A Daily Meditation for Those Following Jesus through the Desert of Lent

Sunday, February 21, 2010

THE LENTEN SECRET

The First Sunday in Lent

We’re five days into Lent (I know Sundays don’t count as part of the Forty Days, but you’re still keeping your Lenten Rule and disciplines, even if you relax things a bit on Sundays…if your response to this is “Lenten Rule? What? What’s that?”...go back five squares). If you’re keeping a Lenten Rule, even a simple one, you’ve already been tempted to break it. That’s actually the point. If your Lenten exercises don’t challenge you (if you're playing it safe with things like not operating heavy machinery till Easter and avoiding Japanese puffer-fish), they’re worthless. If you don’t like chocolate, even if everybody else does, giving it up has no meaning. So as we stop at our first Lenten marker, consider for a moment what it is we’re doing.

You’ve been tempted to break your Rule already. Most likely you’ve been able to resist—after all, we just started. Right now, you can probably turn aside temptation with a brusque mental refusal. Good for you. Remember that as the season progresses: your resolution may not always be so strong. Remember, too, what you’re refusing. We don’t give up sinful stuff for Lent, intending to take it up again come the Resurrection (“I’ve given up stealing from Wal-mart till after Easter!”). We give up something good, legitimate and beneficial, like Prime Rib or our favorite magazine or the Simpsons (well, not all things are equally beneficial). Why are we “giving something up?” If you think it’s to show you can do it, go back five more squares; if it’s to boost your will-power, go back ten. Lent is not a Christian weight-loss program or a religious self-improvement course.

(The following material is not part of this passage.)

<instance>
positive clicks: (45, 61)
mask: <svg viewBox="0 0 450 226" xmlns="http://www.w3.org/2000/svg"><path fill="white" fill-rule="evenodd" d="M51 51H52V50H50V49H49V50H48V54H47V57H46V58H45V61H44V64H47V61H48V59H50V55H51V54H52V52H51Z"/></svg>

If, at the end of Lent, you say to yourself—or worse, tell others—“I didn’t touch a piece of USDA prime meat nor darken the door of a theater for the last forty days” your Lenten observance has been a waste. Far better to have failed every day in an on-going struggle not to give in to gossip than to be able to say “I did it.” If “you did it,” then Lent has been about you, not Jesus.

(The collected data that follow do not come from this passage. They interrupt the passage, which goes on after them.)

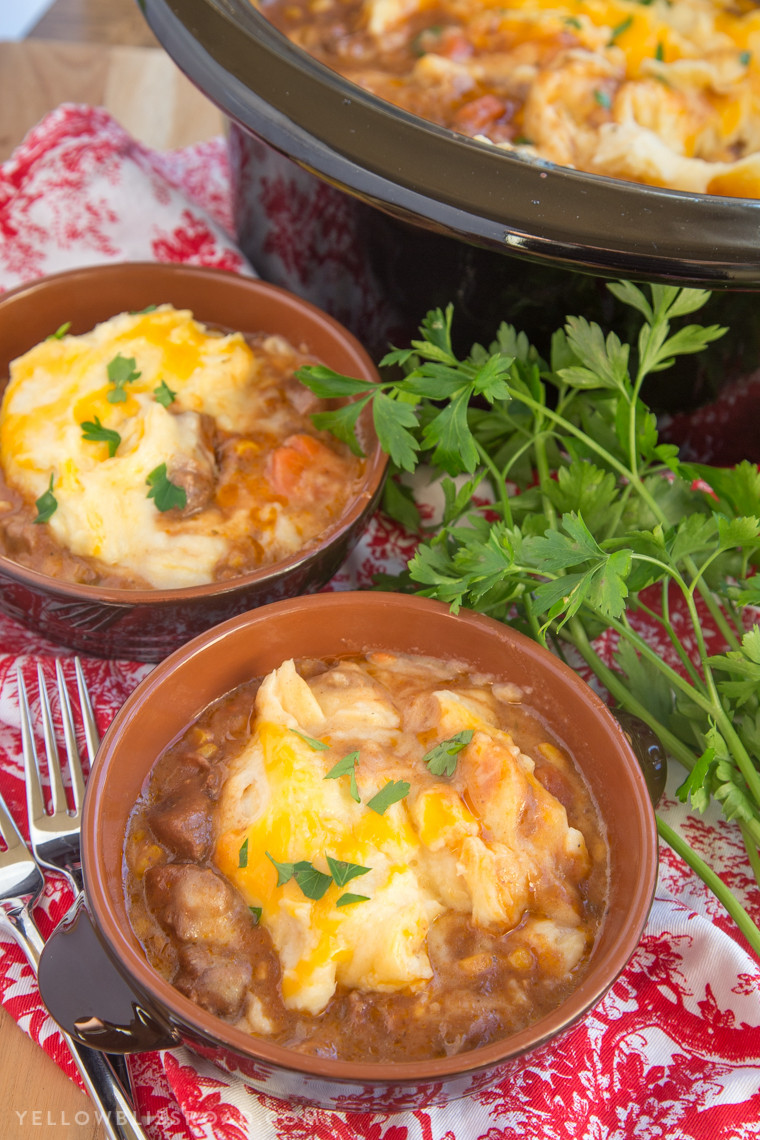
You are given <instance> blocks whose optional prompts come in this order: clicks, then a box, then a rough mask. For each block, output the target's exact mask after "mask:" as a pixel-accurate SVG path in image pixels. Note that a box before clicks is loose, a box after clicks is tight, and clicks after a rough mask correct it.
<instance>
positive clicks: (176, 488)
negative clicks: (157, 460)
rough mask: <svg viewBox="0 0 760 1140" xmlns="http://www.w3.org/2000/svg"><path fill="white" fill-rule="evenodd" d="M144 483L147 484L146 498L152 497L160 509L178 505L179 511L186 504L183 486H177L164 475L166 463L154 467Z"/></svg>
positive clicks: (171, 509)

Lent isn’t about developing your “will-power,” building a strong character or becoming a better, more socially-conscious person. Those may be desirable goals, but they’re not why your forehead was smudged with a cross a few days back. We followed Jesus into Lent to be with Him, to make our struggles His. Do you tell lies thoughtlessly? Delight in the failure of others? Have a relative you can’t abide? The well-spent Lent is not the one we’re strong enough to keep, but the one we’re weak enough to surrender.

When you and I accept our weakness, Grace can flow. Giving up television? When the temptation comes to turn it on, don’t resist with all your might. Instead, turn to the Lord and say “I really want to watch 'Texas Farm Journal.' I love that show.” The Lover of Mankind knows what it is to love, even if some of our loves baffle Him. When you tell Him, “This week, I’m giving it to You,” Grace flows like a fresh spring; the secret of Lent has been found.

The Spirit led Jesus into the desert to be tempted. Though we may not have known it, that’s why we followed Him here. His Humanity grew in Grace because He laid Himself before His Father in the furnace of those Forty Days. When we stumble onto the realization that the Spirit is leading us to do the same, to offer ourselves as a “holy and living sacrifice”—(THAT is what Jesus was doing in the desert sun)—then our Lenten exercises, self-denials and temptations suddenly have found their meaning. Through them, through our struggle and our weakness, God enfolds us in His loving embrace.